Two-mile repeats serve up a variety of benefits, regardless of your training focus.
Seeing the words “2-mile” and “repeats” right next to each other before a workout may evoke feelings of uncertainty and nervousness, but after nailing one of these sessions I promise that you’ll come out of it more confident than when you started.
Deuces Wild is the name I’ve given to a plethora of different workouts consisting of 2-mile repeats at varying levels of intensity that will benefit experienced runners focusing on 5Ks, the marathon or anything in between. Here’s how you can make one of these workouts work for you:
Why: Running 2-mile repeats at half-marathon pace in the early to middle stages of a 5K-10K training cycle—i.e. 6-12 weeks before a peak race or series of goal races—will help smooth the transition back to regular speed workouts while building and maintaining strength for the faster, more race-specific sessions to come. As you get closer to race day, particularly for a 10K, 2-mile repeats at 10K pace are a great way to dial in race pace and develop confidence.
When, how many (and how fast): Once every 10-12 days in the 6-12 weeks before your goal race (or series of target races), run 2-4 x 2-mile repeats at half-marathon pace (roughly 15-20 seconds per mile slower than your 10K race pace) with 2-3 minutes jogging recovery between reps. Closer to race day, spread out the frequency of this workout to once every 14-16 days and manipulate the number of reps, the pace and the amount of recovery between repeats to suit your objectives. For example, 4-5 weeks out from a peak 10K race, try a workout of 3-4 x 2-mile repeats with the first mile of each repetition at half-marathon pace and the second at 10K pace. Take 3-4 minutes jogging recovery between reps. This is a good transition workout for experienced runners to practice dialing in 10K race pace while still maintaining an element of aerobic strength. Ten days out from a peak 10K race, running 3 x 2 miles at goal 10K pace with two minutes recovery between repeats is a great confidence building, race-specific workout to attempt prior stepping on the starting line.
Why: When preparing for a half-marathon, developing the specific endurance to run goal pace for 13.1 miles is best achieved through longer repeats that force you to run fast for a sustained period of time on tired legs.

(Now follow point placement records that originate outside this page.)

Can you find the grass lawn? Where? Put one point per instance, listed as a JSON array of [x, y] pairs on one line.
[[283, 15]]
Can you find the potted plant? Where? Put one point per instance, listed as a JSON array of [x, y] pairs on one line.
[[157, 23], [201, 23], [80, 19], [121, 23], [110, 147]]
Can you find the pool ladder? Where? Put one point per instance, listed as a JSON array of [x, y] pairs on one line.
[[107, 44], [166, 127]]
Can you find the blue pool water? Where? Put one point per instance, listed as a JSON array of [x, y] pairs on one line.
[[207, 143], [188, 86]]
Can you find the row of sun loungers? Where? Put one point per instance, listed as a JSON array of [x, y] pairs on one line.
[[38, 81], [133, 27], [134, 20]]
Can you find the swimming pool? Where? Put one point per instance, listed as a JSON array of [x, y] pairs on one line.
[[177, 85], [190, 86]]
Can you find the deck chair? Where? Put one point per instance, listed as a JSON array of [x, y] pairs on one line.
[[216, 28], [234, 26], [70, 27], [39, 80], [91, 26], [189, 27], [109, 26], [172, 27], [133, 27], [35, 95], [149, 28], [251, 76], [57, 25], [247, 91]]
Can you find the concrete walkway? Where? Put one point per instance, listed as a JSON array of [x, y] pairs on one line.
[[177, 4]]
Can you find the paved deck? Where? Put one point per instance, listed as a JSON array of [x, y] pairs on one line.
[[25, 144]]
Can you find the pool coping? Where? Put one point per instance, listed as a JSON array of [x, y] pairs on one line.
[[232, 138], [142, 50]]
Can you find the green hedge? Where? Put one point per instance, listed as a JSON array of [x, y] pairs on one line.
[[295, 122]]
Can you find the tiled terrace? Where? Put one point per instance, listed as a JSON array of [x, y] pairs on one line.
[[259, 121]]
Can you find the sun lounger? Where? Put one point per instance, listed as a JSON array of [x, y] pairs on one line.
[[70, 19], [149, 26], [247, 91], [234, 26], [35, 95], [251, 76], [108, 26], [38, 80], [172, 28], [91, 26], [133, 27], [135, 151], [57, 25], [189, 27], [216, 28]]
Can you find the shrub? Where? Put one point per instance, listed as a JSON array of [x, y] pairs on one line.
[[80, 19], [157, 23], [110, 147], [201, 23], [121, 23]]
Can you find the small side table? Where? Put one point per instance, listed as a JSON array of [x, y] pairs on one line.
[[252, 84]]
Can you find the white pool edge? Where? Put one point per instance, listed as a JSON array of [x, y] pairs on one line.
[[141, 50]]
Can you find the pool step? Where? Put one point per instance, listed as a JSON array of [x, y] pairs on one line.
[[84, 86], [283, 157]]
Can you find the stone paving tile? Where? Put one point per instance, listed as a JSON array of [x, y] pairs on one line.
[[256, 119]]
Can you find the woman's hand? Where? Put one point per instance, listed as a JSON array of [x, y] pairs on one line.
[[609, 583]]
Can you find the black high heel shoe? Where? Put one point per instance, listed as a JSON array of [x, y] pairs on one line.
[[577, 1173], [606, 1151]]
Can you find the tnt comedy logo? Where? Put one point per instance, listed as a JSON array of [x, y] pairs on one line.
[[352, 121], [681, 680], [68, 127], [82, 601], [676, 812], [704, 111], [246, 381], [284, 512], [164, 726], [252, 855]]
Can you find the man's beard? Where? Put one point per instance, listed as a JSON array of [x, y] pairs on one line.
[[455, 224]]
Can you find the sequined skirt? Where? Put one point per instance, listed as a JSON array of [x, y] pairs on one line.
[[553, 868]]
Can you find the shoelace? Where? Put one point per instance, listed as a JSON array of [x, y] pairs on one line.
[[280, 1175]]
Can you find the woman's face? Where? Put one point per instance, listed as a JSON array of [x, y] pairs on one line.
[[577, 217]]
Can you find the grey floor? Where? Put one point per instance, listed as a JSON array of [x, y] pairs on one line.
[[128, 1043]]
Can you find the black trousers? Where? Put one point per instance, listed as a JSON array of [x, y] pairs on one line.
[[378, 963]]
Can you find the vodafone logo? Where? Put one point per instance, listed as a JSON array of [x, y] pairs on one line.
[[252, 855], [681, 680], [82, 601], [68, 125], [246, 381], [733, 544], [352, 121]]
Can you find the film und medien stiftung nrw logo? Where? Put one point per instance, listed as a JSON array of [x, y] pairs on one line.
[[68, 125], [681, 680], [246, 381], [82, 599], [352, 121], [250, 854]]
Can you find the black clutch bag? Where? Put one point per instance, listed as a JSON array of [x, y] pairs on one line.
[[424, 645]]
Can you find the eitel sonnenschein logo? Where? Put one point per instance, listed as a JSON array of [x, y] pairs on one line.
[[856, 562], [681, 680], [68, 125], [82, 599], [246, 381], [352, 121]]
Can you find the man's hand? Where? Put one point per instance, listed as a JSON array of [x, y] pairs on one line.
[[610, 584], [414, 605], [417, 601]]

Two-mile repeats serve this purpose quite well; they’re long enough to be effective, but short enough to be digestible and keep you from getting bored or stale.
When, how many (and how fast): Starting early in a half-marathon training cycle, about 12 weeks before your target race, running 2-mile repeats once every 10 days or so is good practice for building the specific strength you’ll need to hold goal pace for the full 13.1 miles on race day. Start with 2-3 x 2 miles at goal half-marathon pace with 3-4 minutes jogging recovery between reps early on the in the training cycle. Over the course of three months, work on progressing to the point where you can do 4-5 x 2 miles at your goal half marathon pace with 2 minutes jogging recovery between repeats 12-14 days before your goal race. To work on improving your efficiency as well as your ability to change gears, a session of 3-4 x 2-mile repeats with the first mile of each repetition at half-marathon pace and the second at 10K pace (3-4 minutes recovery between reps) is a good session to throw into the rotation 4-5 weeks out from race day.
Why: For marathoners, 2-mile repeats at a variety of different paces are a great way to work on the elements of speed, strength and stamina over the course of a dedicated 12-week marathon training cycle.
When, how many (and how fast): The approach to incorporating 2-mile repeats into a marathon training schedule isn’t too much different than for someone getting ready for a half-marathon. Early in the training cycle, running 3 x 2 miles at a half-marathon pace (roughly 15-25 seconds per mile faster than marathon pace) with 2-3 minutes recovery between reps every once every 10 days or so is a great way to develop efficiency and build strength in preparation for the more specific marathon-paced workouts you’ll face in the final 8 weeks leading up to your goal race. Six weeks out from your goal marathon, a session of 3 x 2 miles, with the first and third repeats run at half-marathon pace and the middle 2 miles run at 10K pace (2 minutes recovery after the first rep, 4 minutes recovery after the second), is a good blend of strength and speed in the heart of a training cycle. Finally, in the 2-4 weeks before your goal marathon, alternating between marathon and half-marathon pace over a workout of 5-6 x 2-mile repeats is an awesome stamina-building, race-specific workout that will give you the confidence that you’re ready to tackle your 26.2-mile goal. After a 2-mile warmup, start with 2 miles at your goal marathon pace. Take 2 minutes recovery after finishing and then run 2 miles at half-marathon pace. After taking a 3-minute recovery, aim to repeat this 2-mile sequence 1-2 more times. Finish with an easy 2-mile cool down for a 14-16-mile day with 10-12 miles worth of quality running. Be warned: this is not a workout for the ill-prepared!